Central Mali in focus as SIPRI and partners convene forum in Bamako

(Bamako, 26 September) The Stockholm International Peace Research Institute (SIPRI) together with the delegation of the European Union (EU) to Mali and Point Sud convened a forum in Bamako on the topic ‘Governance, Security and Development in Central Mali’.

By bringing together researchers; local populations; national Malian authorities; international partners; academics; and non-governmental organizations, the forum aimed to initiate a dialogue about the crisis in two regions in central Mali: Ségou and Mopti. SIPRI’s partners in Burkina Faso, Chad and Niger were also invited to provide a regional perspective on Mali.

The forum opened with a film entitled ‘Akili sigui’ [The peaceful way] that was produced in cooperation with Soussaba Cissé, the Malian filmmaker, and her team.

Click here to read more about the film or watch it in English or French

During the forum, preliminary research results were presented that were based on the perceptions of local populations on governance, security and socio-economic conditions in central Mali. The first roundtable focused on the methodology and results of the quantitative and qualitative studies conducted during 2019. Other topics that were discussed included: the agricultural conditions in central Mali; the roles and perceptions of local authorities in central Mali; as well as perceptions on the crisis from Mali’s neighbouring countries—Burkina Faso, Chad and Niger.
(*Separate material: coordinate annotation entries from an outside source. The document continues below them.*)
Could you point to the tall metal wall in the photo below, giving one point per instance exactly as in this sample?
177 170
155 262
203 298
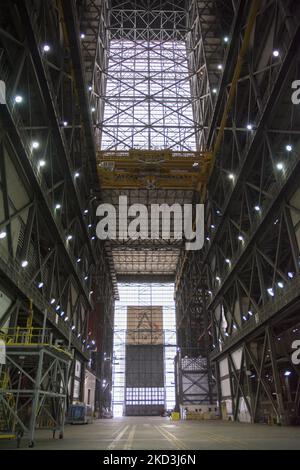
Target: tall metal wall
250 265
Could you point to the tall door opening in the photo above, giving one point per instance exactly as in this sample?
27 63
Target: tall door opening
144 350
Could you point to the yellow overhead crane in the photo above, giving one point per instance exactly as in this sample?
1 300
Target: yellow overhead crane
153 169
A SIPRI report that presents the research findings is forthcoming.

 

About the project

The three-year project ‘Mali-Centre for Security and Development’ is funded by the EU and implemented by SIPRI and its Malian partner, Point Sud. The project—which began in 2018—monitors governance, security and socio-economic development indicators in two regions in central Mali: Ségou and Mopti. The indicators are based on responses to questionnaires that are distributed every three months to a representative sample of the population. This bottom-up approach directly identifies the populations’ expectations and needs and aims to provide evidence-based analysis to local and international stakeholders.